世界のフィールドバス事情 第24回
ISAでのフィールドバスの標準化
(その21)



(株)エム・システム技研 開発部 主管技師

 
ファンクション ブロックの結合データの状態

 今回は、ファンクション ブロック(以下ブロックと略す)間を結合する入出力データの状態を定義したSP 50の提案について考えてみましょう。
 たとえば、流量制御系をフィールドバスで実現するには、アナログ入力、PID制御、アナログ出力の各ブロックを結合して構成します(図参照)。この方法はDCSによる制御系の構成方式と同じです。ただし、フィールドバスの場合はDCSと異なり、これらのブロックが物理的に異なる機器に埋め込まれ、ブロック間は通信により結合されます。このため、フィールドバスの通信が異常になった場合の対策が必要です。
 SP 50ではブロック間を流れるすべてのデータ(PV、MVなど)に対して、それらのデータと1対1に対応する状態を持たせることを提案しています。その状態は複数の成分からなり、通信の状態以外にハードウェアの動作状態なども成分として持ちます。こうして定義した状態をブロック間の情報交換に利用します。また、現場機器のリモート診断にも使用できます。
 SP 50では、状態として次の8つの成分を定義しています。そこでは複数の成分の同時セットもできます。
 (1)No Communication(通信異常)
 物理的に異なる機器からのデータの取込みに際し、通信異常が発生したときにセットされる。
 (2)Bad value(不良値)
 機器に異常があり、それから得られたデータが正しい値かどうか不明であることを示す。
 (3)Not from process(プロセス データではない)
 このデータはプロセスの情報を提供するデータではない。
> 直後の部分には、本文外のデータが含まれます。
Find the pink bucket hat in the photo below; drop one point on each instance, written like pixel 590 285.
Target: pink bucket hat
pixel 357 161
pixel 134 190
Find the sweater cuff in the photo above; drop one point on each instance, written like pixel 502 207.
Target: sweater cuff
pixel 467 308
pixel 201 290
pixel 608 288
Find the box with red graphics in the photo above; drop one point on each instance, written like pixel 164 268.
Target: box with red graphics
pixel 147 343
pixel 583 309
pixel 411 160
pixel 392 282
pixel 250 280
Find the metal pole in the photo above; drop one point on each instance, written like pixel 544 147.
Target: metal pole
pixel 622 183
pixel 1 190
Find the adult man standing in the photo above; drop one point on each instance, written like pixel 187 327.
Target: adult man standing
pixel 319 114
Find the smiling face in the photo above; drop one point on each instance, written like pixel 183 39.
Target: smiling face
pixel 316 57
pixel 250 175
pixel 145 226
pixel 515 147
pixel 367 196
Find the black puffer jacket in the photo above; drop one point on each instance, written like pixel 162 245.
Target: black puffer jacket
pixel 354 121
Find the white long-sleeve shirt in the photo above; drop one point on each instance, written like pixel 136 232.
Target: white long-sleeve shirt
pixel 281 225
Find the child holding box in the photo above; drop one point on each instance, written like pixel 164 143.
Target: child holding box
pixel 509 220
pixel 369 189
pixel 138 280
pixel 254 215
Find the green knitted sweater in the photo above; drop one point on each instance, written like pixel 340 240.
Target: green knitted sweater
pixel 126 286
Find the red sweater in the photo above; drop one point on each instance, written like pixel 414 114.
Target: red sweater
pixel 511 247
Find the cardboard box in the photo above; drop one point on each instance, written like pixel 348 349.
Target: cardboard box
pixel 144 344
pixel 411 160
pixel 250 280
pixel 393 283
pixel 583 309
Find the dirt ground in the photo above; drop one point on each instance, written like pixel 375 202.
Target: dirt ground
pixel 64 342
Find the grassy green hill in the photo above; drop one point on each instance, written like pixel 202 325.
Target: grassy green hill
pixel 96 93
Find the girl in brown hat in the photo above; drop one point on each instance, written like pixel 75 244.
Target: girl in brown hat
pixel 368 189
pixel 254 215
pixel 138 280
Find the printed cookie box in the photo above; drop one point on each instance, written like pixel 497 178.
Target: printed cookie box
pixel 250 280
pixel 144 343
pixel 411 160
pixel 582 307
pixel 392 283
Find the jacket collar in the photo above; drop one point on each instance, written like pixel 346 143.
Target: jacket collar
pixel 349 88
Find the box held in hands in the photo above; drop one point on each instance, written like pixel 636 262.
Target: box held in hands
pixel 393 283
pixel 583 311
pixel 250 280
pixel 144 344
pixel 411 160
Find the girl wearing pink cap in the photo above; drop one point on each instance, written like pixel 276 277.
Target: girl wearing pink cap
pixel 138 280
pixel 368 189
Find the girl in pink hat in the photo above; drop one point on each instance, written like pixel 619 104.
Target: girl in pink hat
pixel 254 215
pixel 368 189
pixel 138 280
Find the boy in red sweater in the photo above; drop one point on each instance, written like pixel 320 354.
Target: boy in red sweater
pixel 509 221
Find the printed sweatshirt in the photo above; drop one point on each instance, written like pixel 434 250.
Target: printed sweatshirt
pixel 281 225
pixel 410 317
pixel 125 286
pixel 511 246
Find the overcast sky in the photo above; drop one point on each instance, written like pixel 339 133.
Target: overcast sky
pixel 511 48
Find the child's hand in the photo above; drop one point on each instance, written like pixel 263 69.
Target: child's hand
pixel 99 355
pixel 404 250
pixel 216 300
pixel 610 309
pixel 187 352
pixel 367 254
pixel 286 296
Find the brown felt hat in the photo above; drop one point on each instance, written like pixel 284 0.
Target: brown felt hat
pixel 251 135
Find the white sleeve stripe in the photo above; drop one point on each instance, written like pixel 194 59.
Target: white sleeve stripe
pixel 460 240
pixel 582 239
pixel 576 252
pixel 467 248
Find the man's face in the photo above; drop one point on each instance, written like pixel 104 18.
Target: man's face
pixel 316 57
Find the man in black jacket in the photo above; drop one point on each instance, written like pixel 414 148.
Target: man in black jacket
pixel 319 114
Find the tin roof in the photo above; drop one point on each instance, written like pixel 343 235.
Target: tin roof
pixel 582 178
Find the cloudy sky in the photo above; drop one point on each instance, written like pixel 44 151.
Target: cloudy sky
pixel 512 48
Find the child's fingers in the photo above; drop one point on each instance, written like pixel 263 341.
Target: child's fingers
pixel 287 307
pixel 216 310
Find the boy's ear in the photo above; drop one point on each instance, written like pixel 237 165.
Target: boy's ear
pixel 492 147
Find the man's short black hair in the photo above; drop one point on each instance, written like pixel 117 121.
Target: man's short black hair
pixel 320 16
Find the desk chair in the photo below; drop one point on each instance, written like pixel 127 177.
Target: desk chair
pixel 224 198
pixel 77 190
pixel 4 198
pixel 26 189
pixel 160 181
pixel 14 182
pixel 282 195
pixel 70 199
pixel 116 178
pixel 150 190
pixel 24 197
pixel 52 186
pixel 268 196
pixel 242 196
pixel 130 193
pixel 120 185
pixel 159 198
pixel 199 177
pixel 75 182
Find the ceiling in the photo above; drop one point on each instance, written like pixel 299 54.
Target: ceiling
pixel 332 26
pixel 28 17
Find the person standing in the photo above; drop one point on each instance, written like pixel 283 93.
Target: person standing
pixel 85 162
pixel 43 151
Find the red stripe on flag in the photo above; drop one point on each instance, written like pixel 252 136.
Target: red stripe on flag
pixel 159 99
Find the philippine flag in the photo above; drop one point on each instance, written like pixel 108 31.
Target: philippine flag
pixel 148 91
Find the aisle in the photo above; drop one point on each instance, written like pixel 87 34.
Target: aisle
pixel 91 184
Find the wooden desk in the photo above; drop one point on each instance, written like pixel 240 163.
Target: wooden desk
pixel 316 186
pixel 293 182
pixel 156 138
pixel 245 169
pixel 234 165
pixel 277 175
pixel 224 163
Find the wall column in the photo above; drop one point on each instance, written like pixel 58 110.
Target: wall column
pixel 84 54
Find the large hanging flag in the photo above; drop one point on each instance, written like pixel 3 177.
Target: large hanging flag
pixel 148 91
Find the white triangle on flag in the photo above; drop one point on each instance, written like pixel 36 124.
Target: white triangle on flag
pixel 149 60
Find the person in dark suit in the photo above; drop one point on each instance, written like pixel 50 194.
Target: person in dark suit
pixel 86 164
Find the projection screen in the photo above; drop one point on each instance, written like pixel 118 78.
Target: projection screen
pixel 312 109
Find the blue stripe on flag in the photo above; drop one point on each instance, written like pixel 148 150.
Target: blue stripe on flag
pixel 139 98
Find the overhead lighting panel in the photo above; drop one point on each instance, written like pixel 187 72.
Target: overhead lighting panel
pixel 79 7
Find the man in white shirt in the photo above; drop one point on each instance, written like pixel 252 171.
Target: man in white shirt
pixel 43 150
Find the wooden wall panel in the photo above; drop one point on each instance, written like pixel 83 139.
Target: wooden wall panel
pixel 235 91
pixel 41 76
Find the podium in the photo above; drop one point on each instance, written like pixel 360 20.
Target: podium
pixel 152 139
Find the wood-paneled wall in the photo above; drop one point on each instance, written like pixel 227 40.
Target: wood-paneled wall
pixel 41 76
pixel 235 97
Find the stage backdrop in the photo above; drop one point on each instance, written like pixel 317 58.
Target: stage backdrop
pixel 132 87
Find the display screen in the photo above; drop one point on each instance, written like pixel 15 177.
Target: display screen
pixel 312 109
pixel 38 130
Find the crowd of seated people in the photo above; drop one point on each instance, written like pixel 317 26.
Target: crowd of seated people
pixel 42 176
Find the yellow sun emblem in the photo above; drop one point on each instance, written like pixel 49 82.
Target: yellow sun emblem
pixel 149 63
たとえば、制御演算をチェックするために演算の入力値を手動で設定した状態などがこれに相当する。
 (4)Special(特別)
 カスケード接続された下位のブロックの設定値を操作できるRCas(リモート カスケード)モードや制御出力を操作できるROut(リモート アウト)モードの状態で上位側から下位ブロックの操作を試みても、下位ブロック側の事情により操作を受けつけない状態。
 (5)Path to process failed(出力経路フェイル)
 カスケード接続された下位ブロックの制御モードがO/S(機能停止)かLO(出力がローカル オーバライド)の状態にあり、ブロックの操作出力がプロセスに届かない状態。
 (6)No Initialization path(初期化経路なし)
 ブロックの出力値を初期化できない状態。たとえば、ブロックの出力がプロセスに届かない不正なブロック間の結合が定義されている場合がこれに相当する。
 (7)Anti-windup high(出力上限操作停止)
 カスケード接続された下位ブロックの出力が上限リミットに達し、これ以上は出力を操作できない状態。制御を継続すると出力はワインドアップする。
 この状態はブロックでの制御動作のワインドアップを防止するために使用できる。
 (8)Anti-windup low(出力下限操作停止)
 カスケード接続された下位ブロックの出力が下限リミットに達し、これ以下は操作出力を操作できない状態。